Chapelinho de palha de grandes abas e de grandes fitas atirado para a nuca e preso ao queixo, em baixo, por um elástico de seda que lhe flagiciava as carnezinhas tenras; calcinha pelo joelho, cinto de mulher e bengalinha à mão, vai o Antoniquinho, com os seus três anos de idade, pela rua Gonçalves Dias, arrebatado pela pressa elegante da sua mamãe.
Seguro pela mão esquerda, com a bengalinha na direita, debalde procura o pequenito deter-se diante das vitrinas, para ver os manequins, os macacos de veludo, os ursos de pelúcia, os cavalinhos de pau, as coisas galantes ou vistosas que lhe encantam os olhos. A boquita quase do tamanho do pipo de borracha de que prescindira no ano anterior, não se cansa de papaguear. As suas perguntas, que são as mais ingênuas e atrapalhantes, ficam, porém, sem resposta. D. Odette vai, apressada, sem saber mesmo o motivo, e não pode prestar atenção, ao mesmo tempo, à gentileza dos conhecidos, que a saúdam atenciosos, e à insaciável curiosidade do Antonico.
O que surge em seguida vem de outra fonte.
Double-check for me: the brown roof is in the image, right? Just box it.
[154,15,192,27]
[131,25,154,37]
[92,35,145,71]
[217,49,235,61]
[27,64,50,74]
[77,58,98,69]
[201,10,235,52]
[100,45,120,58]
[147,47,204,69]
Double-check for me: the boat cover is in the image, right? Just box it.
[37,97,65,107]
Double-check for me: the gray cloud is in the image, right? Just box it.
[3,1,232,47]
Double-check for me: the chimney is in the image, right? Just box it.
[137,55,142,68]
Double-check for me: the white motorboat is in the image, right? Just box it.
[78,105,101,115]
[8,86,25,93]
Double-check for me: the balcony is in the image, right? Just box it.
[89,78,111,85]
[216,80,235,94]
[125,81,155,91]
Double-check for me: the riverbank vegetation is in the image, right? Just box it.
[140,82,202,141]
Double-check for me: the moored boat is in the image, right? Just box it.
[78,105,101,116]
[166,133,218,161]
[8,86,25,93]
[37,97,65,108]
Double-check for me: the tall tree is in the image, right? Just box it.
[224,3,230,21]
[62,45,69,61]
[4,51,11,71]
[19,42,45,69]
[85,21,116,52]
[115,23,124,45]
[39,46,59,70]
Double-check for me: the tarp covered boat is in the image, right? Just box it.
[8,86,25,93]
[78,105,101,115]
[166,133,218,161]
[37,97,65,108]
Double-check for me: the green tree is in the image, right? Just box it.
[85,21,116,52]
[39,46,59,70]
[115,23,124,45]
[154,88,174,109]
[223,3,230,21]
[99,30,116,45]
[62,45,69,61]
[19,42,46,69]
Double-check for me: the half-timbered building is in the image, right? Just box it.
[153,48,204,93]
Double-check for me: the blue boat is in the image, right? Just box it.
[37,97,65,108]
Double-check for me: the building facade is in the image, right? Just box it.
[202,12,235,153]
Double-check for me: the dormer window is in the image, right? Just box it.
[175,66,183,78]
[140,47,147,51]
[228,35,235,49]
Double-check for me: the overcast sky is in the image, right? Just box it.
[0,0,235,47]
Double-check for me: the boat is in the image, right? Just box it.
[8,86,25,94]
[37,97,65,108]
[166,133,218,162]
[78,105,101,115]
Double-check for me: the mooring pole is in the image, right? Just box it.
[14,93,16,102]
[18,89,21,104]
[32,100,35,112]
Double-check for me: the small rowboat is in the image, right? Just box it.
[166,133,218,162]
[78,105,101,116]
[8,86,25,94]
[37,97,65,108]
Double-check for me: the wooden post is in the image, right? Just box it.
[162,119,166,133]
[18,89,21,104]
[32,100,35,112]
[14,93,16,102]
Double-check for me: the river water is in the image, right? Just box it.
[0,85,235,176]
De repente, com a atenção despertada por um rico vestido de passeio, a moça estaca, sem abandonar a mão do pequeno, diante de um mostruário de modista. Desinteressado das modas, Antonico prefere olhar uma vitrina da casa de flores e aves, que fica ao lado, e em que se vê, perto de um casal de grandes galinhas pretas, alguns ovos de raça. Sem outra coisa a perguntar no momento, o pirralho ergue os olhos muito negros e muito vivos, indagando, em voz cantada e doce, como a de um anjo:
- Mamãe, galinha preta põe ovo branco?
D. Odete não lhe responde; toma-lhe da mãozinha tenra, miúda como um jasmim, e parte, de novo, apressada. Adiante, porém, com a rapidez da marcha, Antonico atrapalha-se com a sua bengala de dois palmos de cumprimento, enfia-a entre as perninhas nuas, tropeça, rodopia, e vai ao chão, esfregando os joelhinhos no asfalto. Vem-lhe uma vontade de chorar, mais do susto do que da queda. O beicito treme, abotoando num cravo. D. Odete prevê, porém, o berreiro, suspende-o do solo pela mão, e infunde-lhe coragem, ânimo, dignidade, sacudindo-lhe com o lenço o joelhinho escoriado:
- Não chore, meu filho, não chore!
E sem dar pelo que dizia:
- Seja "homem", como sua mãe!
Fonte:
Humberto de Campos. Serpente de Bronze.